Prior to the vote, Richardson grilled Tumlin about the proposal, which was brought to a committee meeting and a work session which he did not attend. She said that the mayor brought up the same idea in 2015 when the council was discussing term limits, but it didn’t get support from any council members and it hasn’t been brought up since then.
“If this was so important for this city...where’s it been in five years?” she said. “Now we’re on the cusp of an election, and suddenly it has to be heard? You haven’t said why it’s so important.”
Tumlin said he’d had the idea bookmarked for years, and that by holding municipal elections more frequently it might give voters more opportunities to participate. He pointed to low voter turnout for city elections, which can be less than 10%.
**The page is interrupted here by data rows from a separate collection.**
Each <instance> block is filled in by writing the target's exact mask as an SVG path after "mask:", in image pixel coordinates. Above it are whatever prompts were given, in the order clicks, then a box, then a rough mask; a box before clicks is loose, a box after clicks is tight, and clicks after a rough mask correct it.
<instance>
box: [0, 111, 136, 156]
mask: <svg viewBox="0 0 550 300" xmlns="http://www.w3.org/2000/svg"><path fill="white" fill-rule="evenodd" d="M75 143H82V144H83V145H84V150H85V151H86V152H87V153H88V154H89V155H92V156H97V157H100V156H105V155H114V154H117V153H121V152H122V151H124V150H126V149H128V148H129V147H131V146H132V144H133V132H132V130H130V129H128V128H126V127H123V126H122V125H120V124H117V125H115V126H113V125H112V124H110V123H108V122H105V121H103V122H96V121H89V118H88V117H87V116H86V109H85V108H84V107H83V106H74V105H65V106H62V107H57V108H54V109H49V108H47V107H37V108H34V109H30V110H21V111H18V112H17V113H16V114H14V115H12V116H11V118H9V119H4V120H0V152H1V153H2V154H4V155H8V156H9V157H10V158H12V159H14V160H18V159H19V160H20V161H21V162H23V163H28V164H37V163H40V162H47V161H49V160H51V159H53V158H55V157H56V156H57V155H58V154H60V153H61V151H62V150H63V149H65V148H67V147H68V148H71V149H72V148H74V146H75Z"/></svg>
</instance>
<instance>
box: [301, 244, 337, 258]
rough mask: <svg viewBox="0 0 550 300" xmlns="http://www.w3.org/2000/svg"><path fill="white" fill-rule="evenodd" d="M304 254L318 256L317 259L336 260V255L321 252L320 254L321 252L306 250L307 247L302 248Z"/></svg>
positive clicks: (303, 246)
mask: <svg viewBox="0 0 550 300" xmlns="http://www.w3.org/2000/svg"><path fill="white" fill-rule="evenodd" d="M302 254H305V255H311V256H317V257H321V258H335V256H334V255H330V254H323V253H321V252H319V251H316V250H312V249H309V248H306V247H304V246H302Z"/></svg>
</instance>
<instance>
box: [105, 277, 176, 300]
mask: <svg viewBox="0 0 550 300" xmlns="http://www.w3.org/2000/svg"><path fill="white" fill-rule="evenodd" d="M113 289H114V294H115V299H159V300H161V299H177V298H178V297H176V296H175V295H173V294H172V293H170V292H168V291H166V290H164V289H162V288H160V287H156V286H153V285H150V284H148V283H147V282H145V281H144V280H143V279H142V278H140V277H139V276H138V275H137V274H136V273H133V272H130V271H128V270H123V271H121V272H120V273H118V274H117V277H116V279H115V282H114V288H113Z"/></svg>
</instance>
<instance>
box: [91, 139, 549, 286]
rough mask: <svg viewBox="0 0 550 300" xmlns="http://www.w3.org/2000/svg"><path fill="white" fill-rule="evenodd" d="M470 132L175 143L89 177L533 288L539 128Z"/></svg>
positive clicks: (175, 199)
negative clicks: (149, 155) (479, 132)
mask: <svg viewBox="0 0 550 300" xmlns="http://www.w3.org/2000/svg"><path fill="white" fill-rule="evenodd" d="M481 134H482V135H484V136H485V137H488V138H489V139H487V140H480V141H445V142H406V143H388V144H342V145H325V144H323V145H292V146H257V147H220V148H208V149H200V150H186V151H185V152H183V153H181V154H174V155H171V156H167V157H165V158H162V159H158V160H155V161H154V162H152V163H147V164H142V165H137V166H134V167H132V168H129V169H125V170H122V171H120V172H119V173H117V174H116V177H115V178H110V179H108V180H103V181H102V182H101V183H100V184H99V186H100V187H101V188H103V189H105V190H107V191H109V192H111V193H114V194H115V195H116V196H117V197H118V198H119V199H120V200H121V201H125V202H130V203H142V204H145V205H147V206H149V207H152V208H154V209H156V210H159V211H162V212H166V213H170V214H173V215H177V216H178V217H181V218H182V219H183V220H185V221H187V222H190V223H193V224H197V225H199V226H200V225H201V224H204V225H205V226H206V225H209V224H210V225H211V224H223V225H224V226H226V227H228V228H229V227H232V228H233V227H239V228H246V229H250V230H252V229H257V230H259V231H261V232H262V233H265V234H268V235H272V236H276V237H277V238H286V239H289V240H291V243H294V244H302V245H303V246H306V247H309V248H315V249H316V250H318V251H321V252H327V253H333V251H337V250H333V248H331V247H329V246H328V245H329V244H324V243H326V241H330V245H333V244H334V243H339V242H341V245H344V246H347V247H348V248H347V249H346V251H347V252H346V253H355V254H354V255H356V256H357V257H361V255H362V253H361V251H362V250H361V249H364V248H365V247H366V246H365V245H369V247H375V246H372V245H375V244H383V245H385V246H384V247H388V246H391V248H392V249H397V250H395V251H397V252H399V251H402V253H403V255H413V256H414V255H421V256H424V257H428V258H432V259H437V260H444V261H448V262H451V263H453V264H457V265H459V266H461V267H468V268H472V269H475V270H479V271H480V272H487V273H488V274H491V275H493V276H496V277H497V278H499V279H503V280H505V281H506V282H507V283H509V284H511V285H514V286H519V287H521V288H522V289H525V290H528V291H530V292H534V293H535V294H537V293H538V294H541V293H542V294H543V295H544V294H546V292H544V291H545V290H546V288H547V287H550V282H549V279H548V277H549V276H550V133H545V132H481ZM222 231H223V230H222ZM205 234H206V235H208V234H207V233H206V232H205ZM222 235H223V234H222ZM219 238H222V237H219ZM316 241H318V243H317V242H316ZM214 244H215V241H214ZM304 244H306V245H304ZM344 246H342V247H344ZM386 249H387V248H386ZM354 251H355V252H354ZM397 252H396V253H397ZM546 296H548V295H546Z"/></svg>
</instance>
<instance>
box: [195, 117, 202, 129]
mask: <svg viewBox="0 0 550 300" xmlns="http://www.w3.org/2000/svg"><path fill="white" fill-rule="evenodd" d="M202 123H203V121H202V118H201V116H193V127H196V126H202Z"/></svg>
In the mayor’s original proposal, the seats currently filled by himself, Walker, Chalfant and Morris would have a one-time two-year term, followed by four-year terms. Tumlin said he chose those positions because those were the longer-serving members of the city’s governing body, though which seats were affected could be subject to change.
Kelly, the city’s mayor pro tem, lamented what she called “spirited” discussions and the mayor and council “battling it out in the paper” over the past two weeks. She said it might have gone better if the mayor had communicated more to the council earlier, even if the final vote was the same.
“I haven’t heard a voter ask for this. I’m concerned we’re proposing a solution to a non-problem,” she said. “Certainly Johnny (Walker) and Grif (Chalfant) have been in the loop on this. The rest of us have not. I don’t feel very included, and I’m mayor pro tem.”
A separate item, which would have put the idea before the voters in the form of a nonbinding ballot referendum, was dismissed.